Ye Luo edited this page Oct 22, 2018 · 6 revisions

The most important real-space approach is the diffusion Monte Carlo algorithm (DMC), where an ensemble of walkers (population) is propagated stochastically from generation to generation; each walker is represented by a set of 3D particle positions, R. In each propagation step, the walkers are moved through position space by a drift-diffusion process. At the end of each step, each walker may reproduce itself, be killed, or continue unchanged (branching process), depending on the value of E_L, the local energy, at that point in space. The walkers in an ensemble are tightly coupled through a trial energy E_T and a feedback mechanism to keep the average population at the target 10^5-10^6 walkers. This leads to a fluctuating population and necessitates shuffling of walkers among processing units to maintain load balance at an appropriate interval.

Most of the computational time is spent on evaluations of ratios (L7), derivatives (L8), energies (L13), and state updates when Monte Carlo moves are accepted (L10). Profiling the QMCPACK code shows the dominant kernels are the evaluation of the particle-based Jastrow functions and 3D B-Splines called from L7,8,13 of the pseudo code, and the inverse update from L10. The latter kernel is in fact using most of the computational resources for both the CPU and GPU versions of the code. For DMC and the real space approach, the selected mini-apps will naturally focus on the inverse matrix update, the splines, the Jastrow functions and the distance tables.

The pseudocode for each step of diffusion Monte Carlo (DMC) at a high-level goes as:

1.  for MC generation = 1...M do
2.    for walker = 1...Nw do
3.      let R = {r1...rN}
4.      for particle i = 1...N do
5.        set r'_i = r_i + del
6.        let R' = {r_1...r'_i...r_N}
7.        ratio p = Psi_T(R')/ Psi_T(R) (Jastrow factors, 3D B-Spline, Determinants)
8.        derivatives \nabla_i log(Psi_T), \nalba^2_i log(Psi_T) (Jastrow factors, 3D B-Spline, Determinants)
9.        if r --> r' is accepted then
10.         update state of a walker (Inverse Update)
11.       end if
12.     end for {particle}
13.     local energy E_L = H Psi_T(R)/Psi_T(R) (Jastrow factors, 3D B-Spline)
14.     reweight and branch walkers
15.   end for {walker}
16.   update E_T and load balance
17. endfor {MCgeneration}

miniQMC currently implements only a single walker to focus on single-node performance explorations, and so discards the two outer-most loops shown above. miniQMC mimics QMCPACk in the abstraction of the wavefunction into its components, which are the 1,2,3-body Jastrow functions and the determinant matrix; each of these pieces derive from a common Wavefunction base class and have their own implementation of functions such as ratio computation and gradient evaluation.

Important kernels

Determinant update (inverse matrix update)

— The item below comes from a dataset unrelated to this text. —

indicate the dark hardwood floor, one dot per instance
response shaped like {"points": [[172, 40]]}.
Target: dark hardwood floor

As electrons are moved in the Monte Carlo, DMC uses the Sherman-Morrison algorithm to perform column-by-column updates of the Slater determinant (matrix) component of the wave- functions. Updating the Slater matrix is the source of the cubic scaling of our calculations. This algorithm relies on BLAS2 functions. In current calculations it is 30-50% of computation time and is therefore a major optimization target. In addition to searching for improved performance portable implementations, we will investigate using a delayed update method which reduces this bottleneck.

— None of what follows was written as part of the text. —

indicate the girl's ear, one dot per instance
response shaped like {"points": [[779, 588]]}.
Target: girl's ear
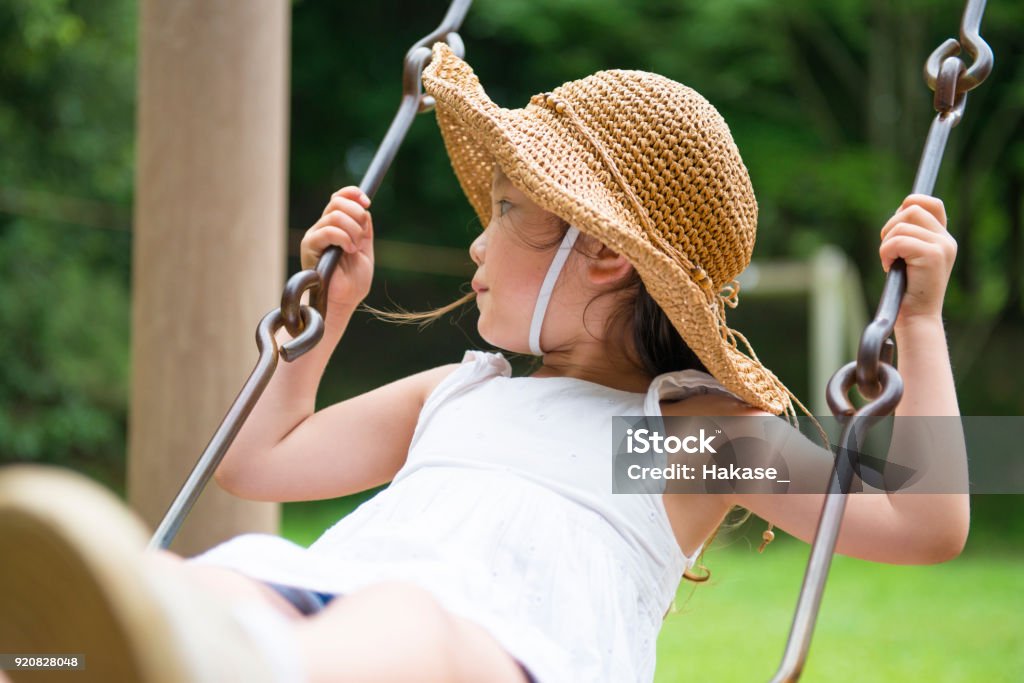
{"points": [[607, 266]]}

There are various algorithms and implementations that compute the updated determinant matrix generally based on the Sherman-Morrison formula. The one currently used by the main path of QMCPACK is as given in Eqn (26) of Fahy et al. 1990. An alternate variation is described in K. P. Esler, J. Kim, D. M. Ceperley, and L. Shulenburger: Accelerating Quantum Monte Carlo Simulations of Real Materials on GPU Clusters. Computing in Science & Engineering, Vol. 14, No. 1, Jan/Feb 2012, pp. 40-51 (section "Inverses and Updates"). The reference version implemented by miniQMC in src/QMCWaveFunctions/DeterminantRef.h uses the Fahy variant.

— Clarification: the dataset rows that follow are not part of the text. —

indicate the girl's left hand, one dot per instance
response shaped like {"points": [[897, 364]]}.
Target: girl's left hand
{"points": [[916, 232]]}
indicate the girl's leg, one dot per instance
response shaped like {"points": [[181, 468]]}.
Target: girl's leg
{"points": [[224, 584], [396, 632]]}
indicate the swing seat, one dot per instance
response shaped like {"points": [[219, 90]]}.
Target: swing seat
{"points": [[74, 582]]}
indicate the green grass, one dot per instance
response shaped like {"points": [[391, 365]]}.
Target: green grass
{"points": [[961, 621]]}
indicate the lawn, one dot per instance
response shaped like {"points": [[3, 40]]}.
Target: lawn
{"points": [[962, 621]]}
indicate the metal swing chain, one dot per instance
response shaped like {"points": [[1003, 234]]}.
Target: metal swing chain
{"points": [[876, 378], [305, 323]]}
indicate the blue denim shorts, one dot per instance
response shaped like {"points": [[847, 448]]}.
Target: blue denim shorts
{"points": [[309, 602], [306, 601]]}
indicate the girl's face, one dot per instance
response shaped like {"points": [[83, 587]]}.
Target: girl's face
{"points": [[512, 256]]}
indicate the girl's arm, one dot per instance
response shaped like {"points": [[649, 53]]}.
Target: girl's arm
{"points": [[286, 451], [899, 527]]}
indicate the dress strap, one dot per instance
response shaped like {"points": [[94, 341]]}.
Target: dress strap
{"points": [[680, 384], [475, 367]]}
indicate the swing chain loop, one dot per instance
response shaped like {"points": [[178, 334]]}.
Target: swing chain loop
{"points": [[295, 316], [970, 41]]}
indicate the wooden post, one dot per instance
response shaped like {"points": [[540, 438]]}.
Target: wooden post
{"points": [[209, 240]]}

Given the following notation:

  • D: the incoming determinant matrix
  • Dinv: the inverse of 'D'
  • Dtil: \tilde{D}, the transpose of 'Dinv'
  • p: the index of the row (particle) in Dinv to be udpated
  • b: the new vector to update Dinv

we can most basically describe the task of the determinant update kernel as

  1. replacing the p'th row of D with the vector b
  2. inverting the matrix D to get Dinv

Roughly, the general pseudocode steps for computing the inverse update using the Fahy formula variant are:

  1. ratio = Dtil[p,:].b (vector dot product)
  2. ratio_inv = 1.0 / ratio (scalar arithmetic)
  3. vtemp = ratio_inv * Dtil[p,:] * b (DGEMV)
  4. vtemp[p] = 1.0 - ratio_inv (scalar update)
  5. rcopy = Dtil[p,:] (vector update)
  6. Dtil = Dtil - rcopy X v_temp (DGER outer product)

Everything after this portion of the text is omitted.